A recent inquiry in Botswana unveiled a panorama where individuals with disabilities confront hurdles in navigating the political arena, their involvement often restricted to the basic act of voting. Voices emerged from the study, underscoring the critical necessity of fostering environments that are accessible and welcoming, affording individuals with disabilities the active engagement they rightfully deserve in political processes. Noteworthy was the account of a participant grappling with physical impairments, shedding light on the glaring absence of ramps at polling stations and the urgent call for enhanced support mechanisms to ensure an equitable electoral participation.

The echoes reverberating from these narratives serve as poignant reminders of the entrenched obstacles impeding the full integration of individuals with disabilities into the democratic tapestry. The inaccessibility of polling stations and the glaring absence of provisions tailored to the needs of persons with disabilities loom large as formidable barricades to their political engagement. Particularly pronounced is the plight of those grappling with severe impairments and intellectual challenges, who face even steeper hurdles in seizing political participation opportunities, often grappling with feelings of isolation and exclusion from the political discourse.

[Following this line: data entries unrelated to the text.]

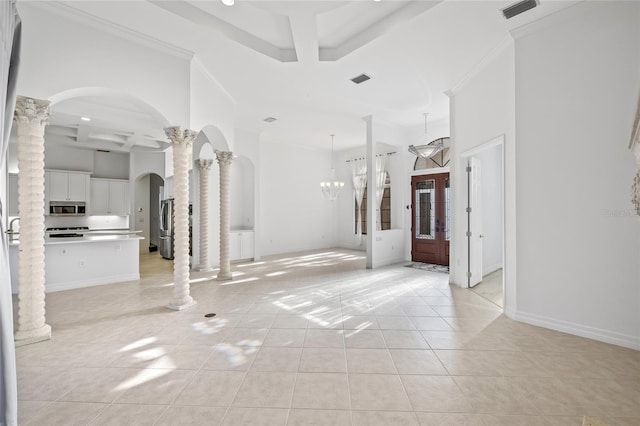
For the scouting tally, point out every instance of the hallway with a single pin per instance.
(312, 339)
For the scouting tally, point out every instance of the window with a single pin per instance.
(385, 208)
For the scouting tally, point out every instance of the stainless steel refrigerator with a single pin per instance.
(166, 228)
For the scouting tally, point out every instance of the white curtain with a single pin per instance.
(8, 73)
(381, 175)
(359, 179)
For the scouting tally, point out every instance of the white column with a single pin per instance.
(31, 116)
(224, 160)
(204, 166)
(182, 141)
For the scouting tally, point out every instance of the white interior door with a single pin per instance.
(475, 222)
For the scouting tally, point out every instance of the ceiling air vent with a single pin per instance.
(360, 79)
(518, 8)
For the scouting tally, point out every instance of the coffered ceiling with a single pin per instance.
(294, 60)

Calls for decisive action cascade forth, urging the establishment of more inclusive and accessible political ecosystems that embrace individuals with disabilities in Botswana. Government bodies and concerned stakeholders are urged to prioritize the enactment of laws and policies designed to safeguard the political rights of individuals with disabilities. Furthermore, initiatives geared towards enhancing awareness and education on political processes and rights for this segment of society must be spearheaded, alongside the adoption of inclusive measures within political institutions and party structures.

By dismantling these barriers and nurturing a political landscape that is truly inclusive, Botswana can earnestly uphold its democratic ethos and afford every citizen, including those with disabilities, a substantive opportunity to partake in the political fabric of the nation.